The Central Bank has sold €0.5bn worth of IBRC bonds – the debt instrument that replaced the promissory notes used to fund the losses of Anglo Irish Bank and Irish Nationwide building Society.

The bonds were bought by the National Treasury Management Agency (NTMA), the very organisation that issued them to the Central Bank in the first place.

Effectively the taxpayer has paid off €0.5bn of the €25bn in debt that was left over when IBRC was liquidated last year.

Under the terms of an agreement with the European Central Bank, The payment of the promissory notes debt with newly issued, long-duration Irish Government bonds was deemed legally acceptable only if it included a timetable to sell off part of the Central Bank of Ireland’s holding of the bonds.

For the period 2014 to 2018, the Central Bank is obliged to sell off €0.5bn worth of IBRC bonds each year (rising to €1bn a year until 2024, then €2bn each year after that).
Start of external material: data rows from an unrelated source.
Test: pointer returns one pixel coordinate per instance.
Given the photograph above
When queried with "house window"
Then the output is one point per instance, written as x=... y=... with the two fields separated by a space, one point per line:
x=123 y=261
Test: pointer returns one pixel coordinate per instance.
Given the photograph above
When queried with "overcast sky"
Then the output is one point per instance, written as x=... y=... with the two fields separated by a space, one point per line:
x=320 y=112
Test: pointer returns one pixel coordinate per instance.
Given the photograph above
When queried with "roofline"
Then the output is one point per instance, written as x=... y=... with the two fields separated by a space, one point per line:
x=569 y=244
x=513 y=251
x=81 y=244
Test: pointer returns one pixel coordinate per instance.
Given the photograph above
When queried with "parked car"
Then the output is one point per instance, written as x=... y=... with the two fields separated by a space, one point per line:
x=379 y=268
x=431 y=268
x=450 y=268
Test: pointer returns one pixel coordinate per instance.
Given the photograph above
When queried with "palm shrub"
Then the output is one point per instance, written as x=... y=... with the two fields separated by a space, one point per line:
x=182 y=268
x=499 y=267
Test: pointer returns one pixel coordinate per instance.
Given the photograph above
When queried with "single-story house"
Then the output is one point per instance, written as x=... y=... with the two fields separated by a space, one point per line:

It had been assumed that the bonds would be sold to private investors, who could then hold the bonds to maturity and collect interest payments each year, which would reduce the attractiveness of the overall deal to the State.
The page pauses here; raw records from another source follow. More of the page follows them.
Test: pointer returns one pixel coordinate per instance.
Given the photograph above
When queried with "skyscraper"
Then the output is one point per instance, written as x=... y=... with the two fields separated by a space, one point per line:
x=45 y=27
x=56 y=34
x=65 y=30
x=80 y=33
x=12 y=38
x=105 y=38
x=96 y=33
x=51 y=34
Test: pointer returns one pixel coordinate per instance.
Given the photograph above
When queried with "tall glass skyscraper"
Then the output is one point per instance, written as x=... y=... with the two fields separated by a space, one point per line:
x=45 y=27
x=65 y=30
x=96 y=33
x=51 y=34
However, in the transaction carried out on Monday one state agency (NTMA) has bought the debt back from another state agency (the Central Bank) with cash.
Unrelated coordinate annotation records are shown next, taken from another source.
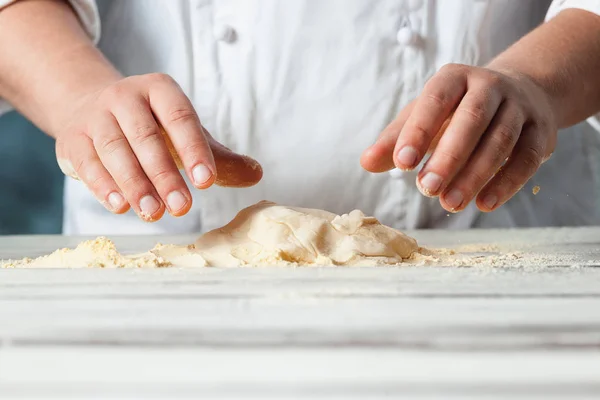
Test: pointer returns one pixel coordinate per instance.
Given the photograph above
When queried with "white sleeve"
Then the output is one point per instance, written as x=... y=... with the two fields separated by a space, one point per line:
x=87 y=12
x=588 y=5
The NTMA – as the issuing agency – can now cancel the bonds it has bought back.  Effectively it is an early repayment of debt.  It is understood the cash for the repayment comes from the NTMA’s cash holdings.

Neither the NTMA nor the Central Bank of Ireland would disclose the price paid for the bonds, which carry a face value of €500m.

Since these bonds were issued in February 2013 the price of Irish Government bonds has risen significantly, as investor demand and confidence grew.

If the IBRC bonds were marked to market prices, the Central Bank could be in a position to record a profit on the transaction.

The Central Bank declined to comment on the transaction, except to confirm that it had taken place.

Any further information on the transaction, if disclosed, will come in the Central Bank’s annual report, which is due in April.

This may also clarify the accounting treatment of the transaction.

The €0.5bn of bonds bought back by the NTMA were part of a €2bn issue that is due to mature in June 2038.

In total some €25.034bn of bonds were issued to cover the debt of IBRC on its liquidation.  All are held by the Central Bank, which receives the annual coupon, or interest payment on the bonds.

This week’s transaction reduces the outstanding amount of IBRC bonds to €24.5bn. It also reduces the amount outstanding on national debt by half a billion to €175.7bn.

The State injected €31bn into Anglo Irish Bank and Irish Nationwide using money borrowed from the Central Bank/Eurosystem.

It issued a promissory note agreeing to repay this sum in ten annual instalments of €3.1bn. The first instalment was paid in cash, and the second was settled with a new government bond that is due to mature in 2025, leaving just over €25bn outstanding on the promissory note when IBRC was liquidated. 

This sum was settled with the Central Bank with long-dated government bonds that are due for repayment between 2038 and 2053.